Campbell found On Course Foundation online and never looked back. The organization helped his golf playing skills and provided the business skills and placement services for a meaningful job in the golf industry. He read anything he could get his hands on about golf.

On Course Foundation set up Campbell for an outside service job at Sunningdale Country Club in Scarsdale, NY. It also supported his move to Ocean Reef Club in South Florida during winters. Campbell’s handicap delved into single digits and his ability to deal with people (in non-arrogant, non-military tones) and civilian life improved. Moreover, Sunningdale members encouraged him to teach golf.

The self-help attitude took root even more.  While at Sunningdale, he earned a B.A. at Manhattan College in organizational leadership. Seeking work at one golf facility with year-round play, On Course Foundation placed him as an assistant golf professional and operations manager at Harding Park in late 2016, where he currently has risen in the ranks and happily works.

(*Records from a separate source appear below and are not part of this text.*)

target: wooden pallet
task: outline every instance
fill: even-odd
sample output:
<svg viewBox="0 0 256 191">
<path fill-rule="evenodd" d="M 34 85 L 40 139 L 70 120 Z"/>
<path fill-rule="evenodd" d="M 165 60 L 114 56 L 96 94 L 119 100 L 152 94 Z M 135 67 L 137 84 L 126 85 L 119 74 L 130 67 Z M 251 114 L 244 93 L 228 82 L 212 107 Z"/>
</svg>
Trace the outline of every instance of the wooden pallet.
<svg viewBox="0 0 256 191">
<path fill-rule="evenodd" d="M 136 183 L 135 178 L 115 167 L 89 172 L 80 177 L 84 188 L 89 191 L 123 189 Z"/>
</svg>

“On Course Foundation’s care saved my life after I had given up and was doing whatever I could to be numb,” says Campbell. “It gave me a light in the tunnel as I was sitting in the dark not knowing what to do during my days dealing with the depths of despair.  If it wasn’t for On Course Foundation, I’m uncertain how happy I’d be.”
“All I did – and all other wounded veterans need to do – is send one e-mail to On Course Foundation and it will get you to the promised land with a purpose and give you the itch for golf every day.”

Paying it forward is Campbell’s mantra: “On Course Foundation was so good to me that I don’t charge veterans to teach them how to play golf, because if they love it like I do, they can have productive lives, as well.  The organization helped me extend my military responsibility to help people with conflict management, and the difficulty of playing golf requires this discipline.”